A corrida de obstáculos do processo eleitoral passará esta semana por uma etapa importante: a das convenções partidárias nacionais – instâncias máximas de decisão das legendas, que têm o poder de escolher seu representante para disputar a eleição presidencial. De quinta a domingo, PV, PSDB, PMDB, PDT e PT cumprem esta etapa da corrida, que é considerada uma espécie de largada informal da disputa, embora oficialmente a campanha só possa começar em 5 de julho.

Petistas querem aclamação - O PT fará sua convenção nacional no domingo (13/06), em Brasília, sob a coordenação do publicitário da campanha, João Santana. Como a candidatura de Dilma Rousseff a esta altura já é consenso o evento deve se transformar numa grande festa para aclamar a ex-ministra. A presença do presidente Lula deve ajudar a turbinar a festa.

Dilma chega para o encontro nacional do PT depois de passar, no sábado, pelas convenções do PDT e do PMDB, onde colherá a adesão formal dos dois partidos. O PDT do ministro do Trabalho, Carlos Lupi, segue na aliança governista, o que será confirmado em convenção nacional, no sábado, em São Paulo. De lá, a Dilma voa de volta a Brasília para alcançar o encerramento da convenção do PMDB, que reúne seus 569 delegados para chancelar a indicação de Michel Temer para vice de Dilma Rousseff.

PSDB desloca eixo para a Bahia - Também no sábado, o PSDB lança oficialmente José Serra à Presidência.
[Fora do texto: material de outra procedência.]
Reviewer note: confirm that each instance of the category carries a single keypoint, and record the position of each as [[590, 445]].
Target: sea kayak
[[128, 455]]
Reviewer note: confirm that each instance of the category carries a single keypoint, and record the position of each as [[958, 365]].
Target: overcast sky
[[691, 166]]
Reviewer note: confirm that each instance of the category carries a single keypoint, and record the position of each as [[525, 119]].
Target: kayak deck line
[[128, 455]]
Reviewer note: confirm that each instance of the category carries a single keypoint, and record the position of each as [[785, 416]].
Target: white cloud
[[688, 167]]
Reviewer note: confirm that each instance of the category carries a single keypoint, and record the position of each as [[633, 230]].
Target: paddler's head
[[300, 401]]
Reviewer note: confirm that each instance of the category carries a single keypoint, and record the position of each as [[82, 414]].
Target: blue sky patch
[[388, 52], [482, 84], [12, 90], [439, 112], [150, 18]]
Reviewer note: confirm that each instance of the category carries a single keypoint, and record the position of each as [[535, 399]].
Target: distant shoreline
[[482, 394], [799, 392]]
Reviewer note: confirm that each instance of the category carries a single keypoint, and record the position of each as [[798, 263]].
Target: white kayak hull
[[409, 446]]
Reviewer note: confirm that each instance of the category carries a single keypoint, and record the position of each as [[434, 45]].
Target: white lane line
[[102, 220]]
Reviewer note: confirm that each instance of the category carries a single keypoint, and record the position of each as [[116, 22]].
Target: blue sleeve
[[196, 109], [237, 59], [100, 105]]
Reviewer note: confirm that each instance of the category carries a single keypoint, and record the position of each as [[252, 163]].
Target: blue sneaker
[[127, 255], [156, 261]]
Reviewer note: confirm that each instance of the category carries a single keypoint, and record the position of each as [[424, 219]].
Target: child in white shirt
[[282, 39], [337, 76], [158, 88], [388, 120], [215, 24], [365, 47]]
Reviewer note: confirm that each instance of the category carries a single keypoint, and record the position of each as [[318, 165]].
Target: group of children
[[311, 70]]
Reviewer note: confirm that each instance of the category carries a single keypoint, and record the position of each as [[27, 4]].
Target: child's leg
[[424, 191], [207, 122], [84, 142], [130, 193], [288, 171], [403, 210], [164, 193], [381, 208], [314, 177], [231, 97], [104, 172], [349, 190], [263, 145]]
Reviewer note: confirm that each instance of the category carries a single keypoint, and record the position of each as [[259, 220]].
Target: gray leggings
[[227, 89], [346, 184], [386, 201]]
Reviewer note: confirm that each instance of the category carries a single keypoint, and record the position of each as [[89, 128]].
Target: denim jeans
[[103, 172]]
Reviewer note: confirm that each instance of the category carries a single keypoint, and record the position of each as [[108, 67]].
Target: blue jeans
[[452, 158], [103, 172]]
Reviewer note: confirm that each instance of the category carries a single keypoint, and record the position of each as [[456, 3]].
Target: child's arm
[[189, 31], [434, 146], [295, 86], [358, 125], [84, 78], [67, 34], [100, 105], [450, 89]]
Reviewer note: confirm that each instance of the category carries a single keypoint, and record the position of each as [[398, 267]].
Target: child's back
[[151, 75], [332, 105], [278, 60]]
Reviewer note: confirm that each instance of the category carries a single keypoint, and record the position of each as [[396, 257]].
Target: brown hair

A convenção nacional tucana será em Salvador, na Bahia, maior colégio eleitoral do Nordeste. A simbologia do gesto, segundo os organizadores da convenção, pretende expressar que o candidato não é apenas um nome do sudeste, mas de todo o Brasil.

Os tucanos esperam liquidar a fatura em poucas horas – marcaram para começar às 9h e terminar às 14h -, mas reservaram espaço para 6 mil pessoas. Os anfitriões regionais, como os tucanos Jutahy Magalhães, Antônio Imbassahy, e democratas, como Paulo Souto e Antônio Carlos Magalhães Neto, se desdobram para promover a melhor recepção possível ao tucanato.

O script do encontro ainda não está fechado no que diz respeito aos discursos. Por enquanto, é consenso que devem se pronunciar os presidentes do PSDB, do DEM e do PPS - Sérgio Guerra, Rodrigo Maia, e Roberto Freire, respectivamente -, Aécio Neves, em nome dos governadores, e finalmente o candidato José Serra. O ex-presidente Fernando Henrique não comparecerá à convenção porque estará em Madrid, na Espanha.

Marina trocará núcleo duro - Nesta quinta-feira, o PV faz sua convenção nacional em Brasília para lançar Marina Silva candidata a presidente e Guilherme Leal a vice. O evento está previsto para durar o dia todo, e a oficialização da chapa deverá ocorrer depois das 15h.

Marina Silva  enfrenta mudanças no núcleo duro de sua campanha. O coordenador executivo nacional Alfredo Sirkis deixa o posto para trabalhar pela própria canditatura a deputado federal pelo Rio de Janeiro. No seu lugar deve assumir João Paulo Capobianco, homem da estreita confiança da candidata e ex-secretário-executivo do Ministério do Meio Ambiente durante da gestão de Marina.

A convenção do PV enfrentará as sequelas que remanesceram da política de aliaças promovida por Sirkis, que buscou o apoio do DEM e do PSDB, que não é consenso entre os verdes.